Heather H. Cheng: Yeah, it's a great question. So it's really quite simple, I think. They go to the website, which is prostatecancerpromise.org, and we will put the link-up, but they can visit that and learn about the study. And the study team actually can help them with some of the survey information, and then they will mail the saliva test kit to their home, and then the turnaround time should be somewhere around four to eight weeks. Then they can share that with their physicians and then use that information for their care, and they do have access and they will talk with a genetic counselor if they would like, or if they have a variant or if they do not have the variant.

So I think that's a really nice service, and then there is also follow-up information as well with clinical trials, and so that's part of it, is to let patients know the state of the art for new trials because that landscape is also changing pretty rapidly.

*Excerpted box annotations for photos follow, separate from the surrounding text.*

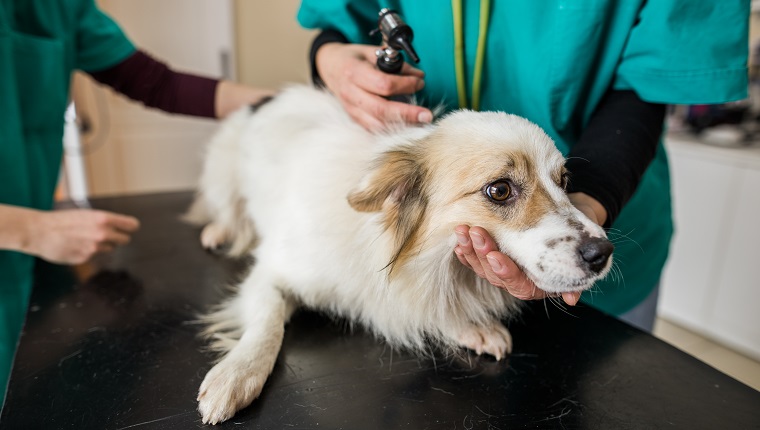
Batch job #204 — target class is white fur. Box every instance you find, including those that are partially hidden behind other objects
[194,87,611,424]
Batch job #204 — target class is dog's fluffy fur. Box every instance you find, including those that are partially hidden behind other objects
[194,87,611,423]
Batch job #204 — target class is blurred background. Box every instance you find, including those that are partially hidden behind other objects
[59,0,760,389]
[62,0,313,197]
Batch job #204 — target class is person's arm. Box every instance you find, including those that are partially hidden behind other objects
[0,204,140,264]
[565,90,666,228]
[89,50,273,118]
[310,30,433,130]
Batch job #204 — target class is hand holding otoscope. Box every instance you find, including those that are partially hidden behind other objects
[316,7,433,130]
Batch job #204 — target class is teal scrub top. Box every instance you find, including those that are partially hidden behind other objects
[298,0,750,315]
[0,0,135,402]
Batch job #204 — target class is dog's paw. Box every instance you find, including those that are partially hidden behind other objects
[457,323,512,360]
[201,222,227,251]
[198,361,268,425]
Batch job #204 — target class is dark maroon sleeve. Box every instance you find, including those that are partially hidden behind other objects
[89,50,219,118]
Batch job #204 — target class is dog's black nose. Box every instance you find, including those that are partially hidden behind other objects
[578,237,615,273]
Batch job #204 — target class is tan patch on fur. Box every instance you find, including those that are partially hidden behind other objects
[348,149,427,272]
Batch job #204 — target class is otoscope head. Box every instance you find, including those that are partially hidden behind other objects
[377,8,420,63]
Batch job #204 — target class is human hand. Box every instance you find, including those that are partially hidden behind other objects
[23,209,140,264]
[454,193,607,306]
[316,43,433,130]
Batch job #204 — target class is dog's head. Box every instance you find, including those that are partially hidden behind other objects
[348,111,613,293]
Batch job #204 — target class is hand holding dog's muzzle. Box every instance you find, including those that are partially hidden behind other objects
[454,225,581,306]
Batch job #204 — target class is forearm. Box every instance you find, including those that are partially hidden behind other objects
[0,204,39,253]
[90,51,219,118]
[309,30,348,87]
[566,90,665,227]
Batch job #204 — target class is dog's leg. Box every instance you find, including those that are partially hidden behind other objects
[451,320,512,360]
[198,268,295,424]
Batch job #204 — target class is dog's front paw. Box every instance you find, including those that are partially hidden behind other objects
[457,323,512,360]
[198,361,268,424]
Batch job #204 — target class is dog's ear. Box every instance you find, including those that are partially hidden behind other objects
[348,149,427,274]
[348,149,424,212]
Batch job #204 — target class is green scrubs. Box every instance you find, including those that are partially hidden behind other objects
[298,0,750,315]
[0,0,135,401]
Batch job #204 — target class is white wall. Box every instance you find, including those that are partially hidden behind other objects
[658,137,760,360]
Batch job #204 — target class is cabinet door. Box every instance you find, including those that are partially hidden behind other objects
[658,150,740,328]
[708,168,760,357]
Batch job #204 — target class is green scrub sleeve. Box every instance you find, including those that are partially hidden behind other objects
[74,1,135,72]
[297,0,381,44]
[614,0,750,104]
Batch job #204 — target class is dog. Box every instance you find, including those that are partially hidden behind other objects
[191,86,613,424]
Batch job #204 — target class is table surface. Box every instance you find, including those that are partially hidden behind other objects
[0,192,760,429]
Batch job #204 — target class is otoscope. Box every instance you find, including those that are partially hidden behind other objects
[370,8,420,75]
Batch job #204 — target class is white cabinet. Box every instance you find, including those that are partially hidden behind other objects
[658,137,760,359]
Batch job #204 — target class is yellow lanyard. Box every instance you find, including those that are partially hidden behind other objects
[451,0,491,110]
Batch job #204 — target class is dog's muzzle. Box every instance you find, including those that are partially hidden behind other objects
[578,237,615,273]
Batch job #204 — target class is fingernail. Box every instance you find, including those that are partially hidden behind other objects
[486,255,501,272]
[470,232,486,248]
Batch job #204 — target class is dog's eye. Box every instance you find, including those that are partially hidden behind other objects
[486,181,512,203]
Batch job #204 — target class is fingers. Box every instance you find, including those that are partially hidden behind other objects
[454,225,580,306]
[316,43,433,131]
[96,211,140,233]
[347,53,425,97]
[91,210,140,252]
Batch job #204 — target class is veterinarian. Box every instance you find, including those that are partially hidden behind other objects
[0,0,274,403]
[298,0,750,331]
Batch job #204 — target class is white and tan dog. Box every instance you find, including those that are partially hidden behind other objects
[194,87,612,423]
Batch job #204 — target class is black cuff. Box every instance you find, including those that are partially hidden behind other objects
[309,29,348,87]
[565,90,666,228]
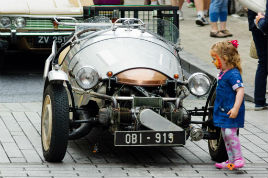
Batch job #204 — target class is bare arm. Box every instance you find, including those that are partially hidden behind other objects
[227,87,244,119]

Alicia Morgans: Absolutely. So from a clinical perspective, if I'm a doc who wants to do genetic testing, but I do not have a genetic counselor in my clinic, this sounds like a great way to ensure access to my patients who need that additional step if they maybe have a pathogenic mutation. So it's all built into the study? Can you elaborate on that?

Heather H. Cheng: Yeah, so I think your question is if patients already have a pathogenic variant. Well, there are two. Men who do. not have access to testing can get the testing done as part of the study, and men who already know they may have a family mutation or familial mutation can also participate, because one half of it is access to testing and genetic counseling, and then the other half of it is long-term follow-up and treatment outcomes for people who have variants, like BRCA2, for example.

So even if somebody knows they have a mutation, they can participate because that will help them and other people like them learn what happens with, for example, PARP inhibitors or abiraterone, and there is so much discussion at this meeting about the combination of abiraterone with olaparib and abiraterone with PROpel and MAGNITUDE, and a lot more we still need to learn. So this study is going to also help us begin to unpack some of that complexity.

Alicia Morgans: That's really fantastic. So if you had a message to clinicians, to patients to consider enrolling in this registry, which provides access to testing, which provides long-term follow-up, and some understanding for us as a community of what happens to patients, as well as counseling, what would that message be to those clinicians who are listening?

Heather H. Cheng: This is such an exciting opportunity, the PROMISE study, to partner with patients and partner with the research community and be part of, I think, a new era of clinical trials, really like what you talked about in your amazing study of just partnering with patients. I think now, COVID has really challenged a lot of the ways we think about things, but some opportunities are there with patient empowerment and enrollment from a national perspective. So we can reach people in rural areas and that is really exciting, that we can hopefully gather more involvement, and more learning can be escalated for patients.

Alicia Morgans: That is a fantastic message. And this is really an innovative study that I think is just what our community needs. So thank you so much to you, to the team, Dr. Paller, of course, as well.

Heather H. Cheng: Yeah.

Alicia Morgans: It's a phenomenal effort and I congratulate you and look forward to the results.

Heather H. Cheng: Thank you so much. It's an honor to be here.